Au milieu de ses amertumes, a-t-il demandé des consolations à la religion chrétienne ? On pourrait le croire en lisant dans ses Mélanges les pages qu’il a intitulées Souvenirs et rêveries d’un octogénaire. Il y signale les maux profonds de la société, la ruine des croyances, la fureur des convoitises, la guerre sociale imminente. Il écrit à ce sujet des méditations en vers ; les vers sont faibles et d’une facture sénile, mais çà et là certaines aspirations révèlent une âme préoccupée des questions les plus hautes. La science et la croyance, la raison et la foi, voilà les sujets auxquels son esprit s’attache. C’est là qu’il jette ce cri :

L’instinct croit ;… ce qui doute en nous, c’est la raison.

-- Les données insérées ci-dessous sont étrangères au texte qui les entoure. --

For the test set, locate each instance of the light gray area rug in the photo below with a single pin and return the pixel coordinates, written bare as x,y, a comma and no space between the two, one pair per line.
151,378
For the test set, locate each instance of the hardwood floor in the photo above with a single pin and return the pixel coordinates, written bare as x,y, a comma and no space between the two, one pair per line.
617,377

Cette raison incomplète, infirme, cette raison qui repousse les principes divins et les vérités éternelles, il lui demande ce qu’elle a produit depuis un siècle en religion comme en politique. En politique ? Elle n’a fait qu’amonceler des ruines. Le vieux général le dit cette fois en des vers qui ne manquent pas de force :

Hélas ! depuis le jour où, frappé d’anathème,
Autorité de roi, de père, de Dieu même,
Tout périt, — que d’efforts, peuple décapité,
Pour refaire une élite à la société !
Quand à ce corps tronqué tu veux rendre une tête,
La tempête détruit ce qu’a fait la tempête,
Et rien ne lui survit, rien, depuis soixante ans,
Que daignent consacrer et le ciel et le temps !

Il en est de même dans le domaine religieux ; c’est pourquoi il appelle de toute son âme une foi qui pense et une raison qui croie.